Kondisi berubah drastis saat Jepang datang menginvasi. Sekolah Belanda ditutup, kecuali beberapa sekolah dokter. Mungkin Jepang berpikir para dokter bisa dimanfaatkan sebagai tenaga medis perang. Namun yang jelas, Jepang tidak berpikir untuk menyebarkan kebudayaan. Mereka hanya ingin wilayah yang dikuasainya bisa terus dipertahankan dari serangan Sekutu.
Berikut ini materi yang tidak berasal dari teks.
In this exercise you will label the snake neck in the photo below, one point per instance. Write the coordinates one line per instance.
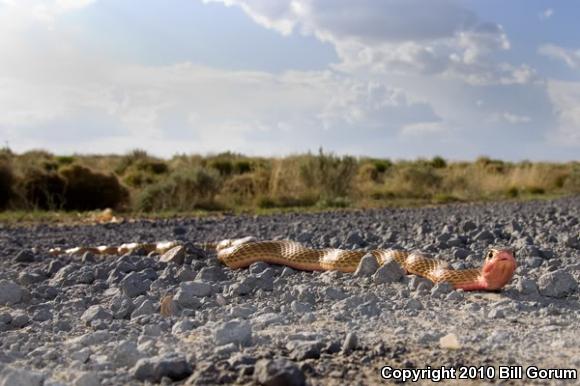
(469, 280)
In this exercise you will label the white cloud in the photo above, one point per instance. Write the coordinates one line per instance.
(565, 98)
(515, 119)
(546, 14)
(424, 128)
(568, 56)
(396, 36)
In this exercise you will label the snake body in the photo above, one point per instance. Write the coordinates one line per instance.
(496, 271)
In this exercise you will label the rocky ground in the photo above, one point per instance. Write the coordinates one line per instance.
(92, 320)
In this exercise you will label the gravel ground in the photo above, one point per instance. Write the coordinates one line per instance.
(93, 320)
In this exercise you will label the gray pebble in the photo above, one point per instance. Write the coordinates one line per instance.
(235, 331)
(10, 293)
(24, 256)
(557, 284)
(389, 272)
(134, 285)
(367, 266)
(195, 288)
(146, 308)
(350, 343)
(20, 377)
(174, 367)
(278, 372)
(95, 312)
(439, 290)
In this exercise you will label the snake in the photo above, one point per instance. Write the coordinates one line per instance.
(496, 271)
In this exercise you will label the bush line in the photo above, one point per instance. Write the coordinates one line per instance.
(139, 182)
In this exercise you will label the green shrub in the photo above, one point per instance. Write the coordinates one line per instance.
(417, 181)
(438, 162)
(184, 190)
(6, 184)
(138, 179)
(491, 165)
(266, 202)
(513, 192)
(65, 160)
(88, 190)
(129, 159)
(151, 166)
(382, 166)
(535, 190)
(240, 189)
(332, 176)
(43, 190)
(242, 166)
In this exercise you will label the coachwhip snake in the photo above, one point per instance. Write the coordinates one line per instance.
(497, 269)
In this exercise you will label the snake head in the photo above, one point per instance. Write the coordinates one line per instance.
(498, 268)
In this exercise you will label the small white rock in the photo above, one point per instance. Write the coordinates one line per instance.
(449, 342)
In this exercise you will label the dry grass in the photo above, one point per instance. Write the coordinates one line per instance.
(34, 181)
Baca juga: Cita-Cita Freelance
Para elit pemuda mengalami guncangan hebat di masa Jepang. Mereka tidak bisa lagi menikmati fasilitas khusus berupa pendidikan Belanda. Sebaliknya, mereka harus mengikuti pendidikan militer Jepang, bareng sama pemuda kebanyakan. Jepang yang sadar sama ancaman Sekutu, membuat banyak tentara pelajar seperti PETA, Gyugun, Heiho, Hizbullah, Sabilillah, dan beberapa kesatuan lain. Di tahun-tahun inilah, mayoritas pemuda menjalani pengalaman yang sama, yakni dilatih untuk berjuang mempertahankan tempat tinggal.
Rasa nasionalisme yang didapatkan dari lingkungan sekolah tentu berbeda dengan yang muncul di hutan bersama senapan. Mana yang lebih baik? Saya tidak tahu. Yang saya tahu, setelah menulis cerita ini, ide-ide baru yang memimpikan kemajuan sulit terwujud jika hanya menjadi kesadaran di lingkaran kecil. Contohnya ide-ide yang hanya dikonsumsi di lingkungan kampus, tanpa pernah keluar menemui realita.
Apakah kamu termasuk orang yang pernah mendengar bahwa kemerdekaan Indonesia adalah kelanjutan dari semangat Sumpah Pemuda? Saya pernah. Nampaknya kita perlu memeriksa lagi klaim ini valid atau tidak.